The occupation army held a military parade at the Luneta to celebrate the end of military operations in the Philippines. Some 80 tanks, canons of all calibers, anti-aircraft guns mounted on trucks, and motorized infantry men paraded through Burgos Avenue. The din was deafening.
Fifty planes flew overhead in perfect formation, three of which performed aerial acrobatics. There were other displays of military might in other avenues which we did not witness. There was no brass band, unlike in other military parades of the past years, where the brass bands constituted a major attraction.
The districts around the Luneta were made off-limits to traffic, and since early morning, no one could leave Intramuros or Ermita. People were requested to close the windows of higher floors and watch the parade from the sidewalks or from ground floors.
At the Luneta, only invited guests were allowed to enter and view the parade, namely, General Homma and his retinue, the high officials of the army and the government, and some representatives of Allied or neutral governments.
As the gates of the Walled City were closed, people could not go to their respective places of work, nor to the market. We therefore could not buy our supplies for the day. And as we did not want to go on a fast, Fr. Sadaba and myself decided to play mendicants, appealing to the charity of our guests. We jumped over the barrier that separated us, and went to their kitchen, which was ours in the place. With signs—we have been improving our use of the language of the mutes—we made them understand that we had nothing to eat. The cook, a typical representative of his profession—good-natured, corpulent, with wall-sized shoulders and a pair of elephantine biceps—opened their, or better still, our refrigerator and gave us a basketful of eggs, meat, tomatoes and eggplants.
A kitchen aide approached us and, forming a cross with his fingers, asked, “Kristu?”
“Yes, we Kristu,” meaning we were Christians.
He pointed to himself and said, “Kristu.”
“Oh, you Kristu,” we said, and we laughed and nodded our heads in mutual understanding.
“Nagasaki,” he continued.
“You from Nagasaki?” Nagasaki is the center of Catholicism in Japan. He started counting with his fingers, asking how many Christians we were.

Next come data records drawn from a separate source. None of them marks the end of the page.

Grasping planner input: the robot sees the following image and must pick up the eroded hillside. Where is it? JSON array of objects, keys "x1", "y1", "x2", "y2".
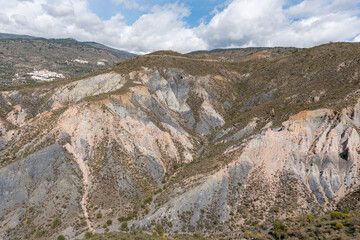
[{"x1": 0, "y1": 43, "x2": 360, "y2": 239}]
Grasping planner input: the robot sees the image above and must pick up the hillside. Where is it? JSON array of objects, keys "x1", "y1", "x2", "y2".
[
  {"x1": 0, "y1": 43, "x2": 360, "y2": 239},
  {"x1": 188, "y1": 47, "x2": 302, "y2": 62},
  {"x1": 0, "y1": 34, "x2": 135, "y2": 85}
]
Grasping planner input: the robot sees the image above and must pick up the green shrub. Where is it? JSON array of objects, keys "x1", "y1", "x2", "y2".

We answered, also with our fingers, that we were twelve Christians in that place. The good Japanese appeared well-pleased.
We glanced at their food storeroom and saw that there were basketfuls of fruits and vegetables, sacks of rice and big quantities of meat and fish. We could not help gazing with envy at the big cauldrons overflowing with steaming rice and big chunks of meat, as if in preparation for a big feast.
If only we could understand one another, we and the tenants could be of mutual assistance to each other. They could help us materially and we could help them spiritually. We could see that they were eager to converse with us. But in spite of their gesticulations and their practice in the art of mimicry, we still find ourselves at a loss.
We just found out that these soldiers are pilots or air cadets, some of whom had taken part in the bombing of Intramuros. Every morning most of them are fetched by magnificent buses, and we imagine that they are taken to an airfield.
They must have been assigned their living quarters in this residential place so that enemy planes may not get to them. Perhaps they do not feel secure within the vicinity of an airfield. We are only hoping that the flying fortresses would not spot them and drop some bombs on our place!